In the second strategy, the conjugate CAL-B and Hoveyda–Grubbs second-generation catalyst was prepared by incubation of both mixed, and then this solution was immobilized on epoxy-Sepharose (CAL-B–Hoveyda–Grubbs-Epoxy). Both hybrid catalysts were tested in the ring-closing metathesis of
1 in aqueous solution at 25 °C (
Table 6).
In both cases, no adsorption of Ru catalyst was detected on the Epoxy-Sepharose support. Full conversion in the metathesis of 1 in MES buffer pH 6 containing 200 mM NaCl was observed after 2 h for both immobilized lipase–Ru catalysts and the soluble enzyme–Hoveyda–Grubbs conjugate.

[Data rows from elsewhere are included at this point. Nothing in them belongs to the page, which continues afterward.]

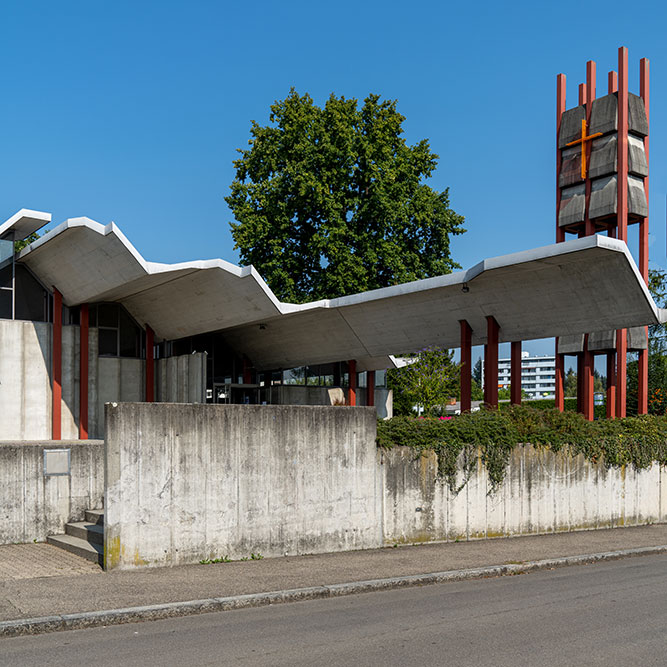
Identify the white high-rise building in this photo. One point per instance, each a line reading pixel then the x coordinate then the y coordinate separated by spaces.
pixel 538 375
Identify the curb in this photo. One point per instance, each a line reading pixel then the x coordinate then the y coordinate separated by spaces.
pixel 34 626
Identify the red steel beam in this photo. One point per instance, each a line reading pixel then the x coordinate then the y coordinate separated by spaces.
pixel 466 366
pixel 622 217
pixel 560 110
pixel 587 146
pixel 642 370
pixel 515 373
pixel 491 362
pixel 57 376
pixel 83 372
pixel 370 388
pixel 150 365
pixel 352 391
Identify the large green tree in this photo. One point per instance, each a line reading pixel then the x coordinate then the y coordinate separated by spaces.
pixel 331 201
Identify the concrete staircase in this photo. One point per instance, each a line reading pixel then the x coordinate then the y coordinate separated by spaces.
pixel 83 538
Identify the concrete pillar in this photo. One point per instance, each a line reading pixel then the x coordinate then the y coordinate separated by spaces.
pixel 621 371
pixel 515 373
pixel 370 388
pixel 83 372
pixel 57 356
pixel 560 380
pixel 491 362
pixel 150 365
pixel 611 385
pixel 588 398
pixel 466 366
pixel 352 391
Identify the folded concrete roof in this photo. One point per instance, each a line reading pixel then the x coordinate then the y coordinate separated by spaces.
pixel 588 284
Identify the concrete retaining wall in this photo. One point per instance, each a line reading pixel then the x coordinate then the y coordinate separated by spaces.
pixel 543 492
pixel 186 482
pixel 32 505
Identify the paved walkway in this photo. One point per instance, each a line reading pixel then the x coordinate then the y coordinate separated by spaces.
pixel 41 580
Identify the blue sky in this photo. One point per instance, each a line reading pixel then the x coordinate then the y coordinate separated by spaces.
pixel 133 112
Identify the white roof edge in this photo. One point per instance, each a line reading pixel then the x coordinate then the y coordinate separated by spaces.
pixel 37 220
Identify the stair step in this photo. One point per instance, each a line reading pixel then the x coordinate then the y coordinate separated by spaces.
pixel 95 516
pixel 91 532
pixel 75 545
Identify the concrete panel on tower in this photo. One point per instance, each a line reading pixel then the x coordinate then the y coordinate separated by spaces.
pixel 637 121
pixel 604 115
pixel 570 125
pixel 570 167
pixel 637 197
pixel 572 205
pixel 603 197
pixel 603 156
pixel 637 156
pixel 571 344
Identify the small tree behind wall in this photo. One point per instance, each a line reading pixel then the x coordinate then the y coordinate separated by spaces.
pixel 429 381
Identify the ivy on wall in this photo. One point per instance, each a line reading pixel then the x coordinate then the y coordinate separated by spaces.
pixel 639 441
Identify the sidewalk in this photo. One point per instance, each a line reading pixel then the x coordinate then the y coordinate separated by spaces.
pixel 38 580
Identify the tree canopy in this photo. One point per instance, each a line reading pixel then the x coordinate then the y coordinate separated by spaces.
pixel 330 201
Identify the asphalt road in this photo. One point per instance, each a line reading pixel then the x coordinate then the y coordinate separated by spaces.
pixel 604 614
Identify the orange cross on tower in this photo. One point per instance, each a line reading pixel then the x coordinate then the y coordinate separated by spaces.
pixel 582 141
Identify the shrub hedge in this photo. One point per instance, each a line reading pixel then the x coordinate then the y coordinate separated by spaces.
pixel 634 440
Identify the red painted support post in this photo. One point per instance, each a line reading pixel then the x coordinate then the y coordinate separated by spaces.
pixel 515 373
pixel 466 366
pixel 370 388
pixel 491 362
pixel 83 372
pixel 622 216
pixel 587 383
pixel 611 385
pixel 560 380
pixel 642 370
pixel 57 360
pixel 560 109
pixel 150 365
pixel 587 146
pixel 352 391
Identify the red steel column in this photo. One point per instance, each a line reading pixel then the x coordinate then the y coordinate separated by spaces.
pixel 150 365
pixel 57 356
pixel 642 379
pixel 466 366
pixel 560 379
pixel 83 373
pixel 515 374
pixel 611 385
pixel 560 109
pixel 370 388
pixel 352 392
pixel 622 217
pixel 587 146
pixel 491 362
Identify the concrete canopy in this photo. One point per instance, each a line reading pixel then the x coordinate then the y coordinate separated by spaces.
pixel 589 284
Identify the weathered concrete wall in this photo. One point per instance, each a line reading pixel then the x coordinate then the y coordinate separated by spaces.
pixel 543 492
pixel 33 505
pixel 181 379
pixel 186 482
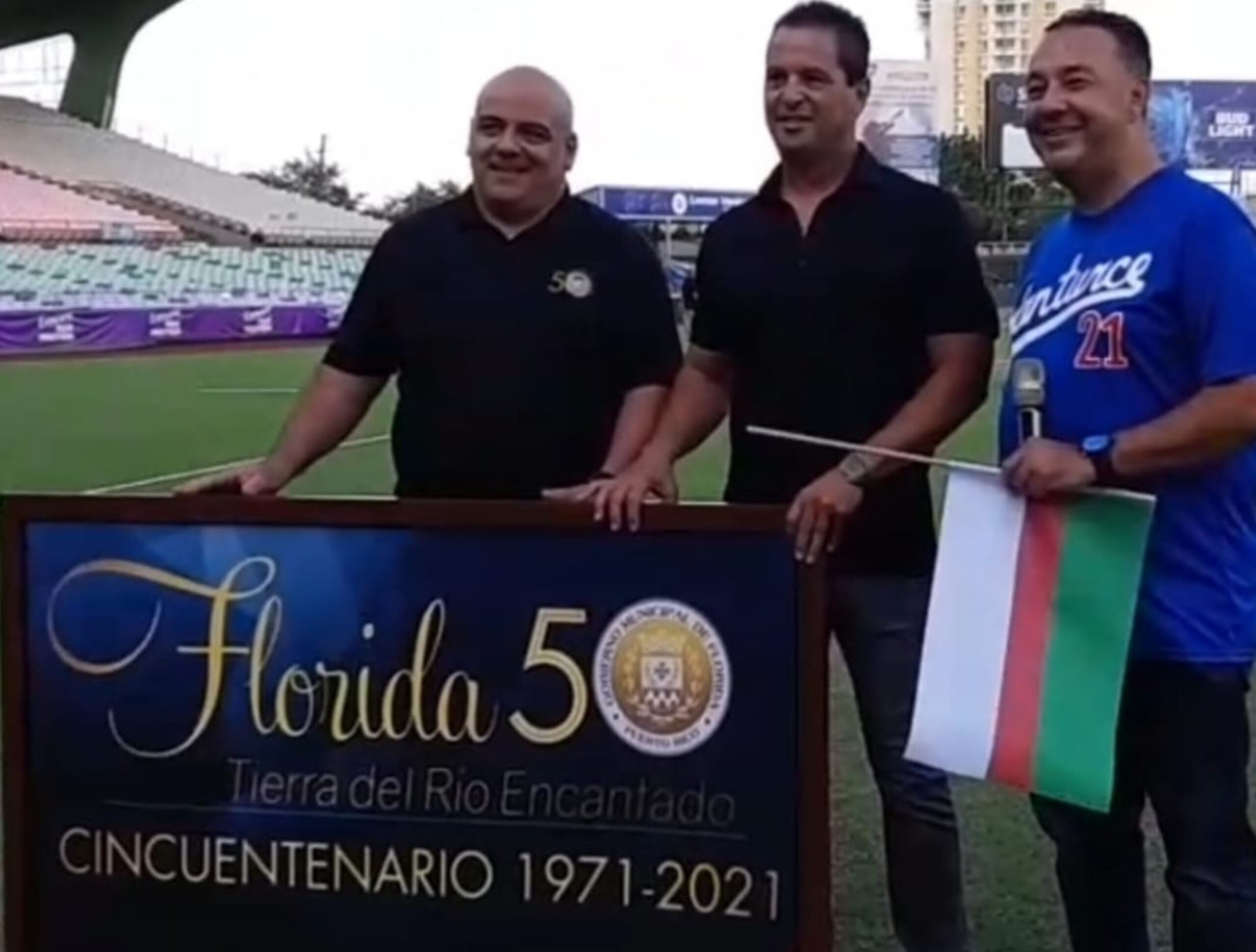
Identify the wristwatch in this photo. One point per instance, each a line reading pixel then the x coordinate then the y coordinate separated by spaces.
pixel 853 469
pixel 1098 450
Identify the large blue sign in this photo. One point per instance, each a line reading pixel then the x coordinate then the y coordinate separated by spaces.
pixel 1196 125
pixel 1206 125
pixel 361 725
pixel 681 207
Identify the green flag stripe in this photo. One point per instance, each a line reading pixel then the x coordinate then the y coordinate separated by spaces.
pixel 1100 571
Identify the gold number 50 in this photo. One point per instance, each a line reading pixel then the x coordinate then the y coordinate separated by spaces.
pixel 543 657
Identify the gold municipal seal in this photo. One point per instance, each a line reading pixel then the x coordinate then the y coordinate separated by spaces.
pixel 662 677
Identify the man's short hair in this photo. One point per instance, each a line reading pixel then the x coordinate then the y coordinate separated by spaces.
pixel 1131 38
pixel 855 48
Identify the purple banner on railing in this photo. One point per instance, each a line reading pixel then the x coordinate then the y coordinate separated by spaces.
pixel 95 331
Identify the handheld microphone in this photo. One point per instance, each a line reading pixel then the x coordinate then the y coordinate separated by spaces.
pixel 1029 392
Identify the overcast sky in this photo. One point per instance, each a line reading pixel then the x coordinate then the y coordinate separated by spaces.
pixel 666 91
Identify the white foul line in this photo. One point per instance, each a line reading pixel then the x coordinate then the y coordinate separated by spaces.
pixel 208 470
pixel 249 391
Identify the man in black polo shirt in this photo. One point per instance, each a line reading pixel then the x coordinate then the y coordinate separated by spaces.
pixel 844 300
pixel 532 333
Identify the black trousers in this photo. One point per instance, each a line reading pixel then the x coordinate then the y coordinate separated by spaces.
pixel 1183 745
pixel 880 623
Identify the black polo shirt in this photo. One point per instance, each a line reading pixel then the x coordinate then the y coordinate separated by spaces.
pixel 828 336
pixel 513 357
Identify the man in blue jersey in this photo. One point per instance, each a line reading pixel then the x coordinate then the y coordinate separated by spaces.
pixel 1141 306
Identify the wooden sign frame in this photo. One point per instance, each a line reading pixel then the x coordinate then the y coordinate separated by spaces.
pixel 17 513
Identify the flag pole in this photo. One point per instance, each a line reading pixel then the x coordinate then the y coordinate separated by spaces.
pixel 920 459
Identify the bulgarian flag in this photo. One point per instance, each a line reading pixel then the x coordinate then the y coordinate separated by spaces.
pixel 1028 637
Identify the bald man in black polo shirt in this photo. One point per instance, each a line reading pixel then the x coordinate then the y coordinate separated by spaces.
pixel 532 335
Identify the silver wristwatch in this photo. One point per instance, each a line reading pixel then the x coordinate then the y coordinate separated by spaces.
pixel 853 469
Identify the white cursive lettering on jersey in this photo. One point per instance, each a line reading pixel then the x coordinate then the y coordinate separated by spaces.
pixel 1044 309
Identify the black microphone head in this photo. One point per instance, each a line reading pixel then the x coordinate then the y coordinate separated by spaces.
pixel 1029 383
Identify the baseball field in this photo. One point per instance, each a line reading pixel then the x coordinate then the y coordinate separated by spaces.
pixel 145 423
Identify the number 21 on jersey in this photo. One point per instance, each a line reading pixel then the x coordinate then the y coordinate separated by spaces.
pixel 1103 342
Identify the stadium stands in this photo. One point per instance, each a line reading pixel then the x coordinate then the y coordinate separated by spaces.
pixel 145 179
pixel 38 210
pixel 92 277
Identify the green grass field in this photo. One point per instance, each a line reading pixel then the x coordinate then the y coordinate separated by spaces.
pixel 144 423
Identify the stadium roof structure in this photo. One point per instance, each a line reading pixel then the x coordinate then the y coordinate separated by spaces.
pixel 102 30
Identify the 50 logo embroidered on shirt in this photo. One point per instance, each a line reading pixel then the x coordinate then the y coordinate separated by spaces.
pixel 577 284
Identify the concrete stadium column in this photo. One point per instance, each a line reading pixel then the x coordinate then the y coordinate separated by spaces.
pixel 92 84
pixel 104 32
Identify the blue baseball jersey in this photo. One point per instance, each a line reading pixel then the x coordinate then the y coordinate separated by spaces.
pixel 1133 312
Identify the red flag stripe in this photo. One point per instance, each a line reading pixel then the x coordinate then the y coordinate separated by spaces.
pixel 1020 706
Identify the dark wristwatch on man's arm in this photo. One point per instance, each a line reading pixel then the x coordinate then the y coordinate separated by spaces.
pixel 1098 450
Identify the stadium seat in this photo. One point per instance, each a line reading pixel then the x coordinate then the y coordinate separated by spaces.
pixel 70 151
pixel 32 209
pixel 92 275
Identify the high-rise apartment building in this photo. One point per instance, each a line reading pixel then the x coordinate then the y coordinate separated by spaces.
pixel 966 41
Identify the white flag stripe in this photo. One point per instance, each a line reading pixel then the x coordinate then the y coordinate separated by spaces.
pixel 968 631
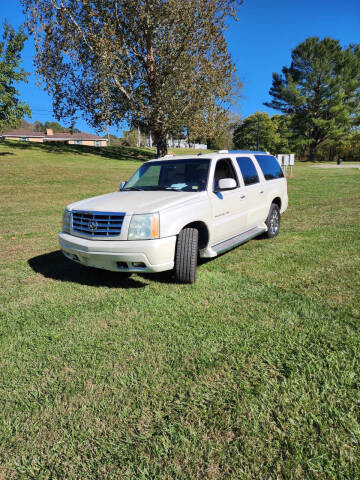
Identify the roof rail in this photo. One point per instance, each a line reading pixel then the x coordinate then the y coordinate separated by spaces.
pixel 248 151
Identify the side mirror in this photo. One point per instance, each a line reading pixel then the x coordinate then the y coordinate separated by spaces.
pixel 226 184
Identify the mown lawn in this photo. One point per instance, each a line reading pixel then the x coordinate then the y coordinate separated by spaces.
pixel 251 373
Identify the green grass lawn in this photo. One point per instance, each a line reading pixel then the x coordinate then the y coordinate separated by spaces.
pixel 251 373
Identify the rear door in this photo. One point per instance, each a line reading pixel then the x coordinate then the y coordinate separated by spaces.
pixel 228 206
pixel 254 190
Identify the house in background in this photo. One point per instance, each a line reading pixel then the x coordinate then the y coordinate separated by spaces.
pixel 49 136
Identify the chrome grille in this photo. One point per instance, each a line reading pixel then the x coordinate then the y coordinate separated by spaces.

In comparison of both strategy preparations, the second one was the best because similar results were achieved containing half the amount of Grubbs catalyst.
This new organometallic biocatalyst was washed with similar buffer and reused in the reaction, obtaining 80% conversion of 2 at 2 h. This process was repeated and the conversion was 60% after 2 h incubation.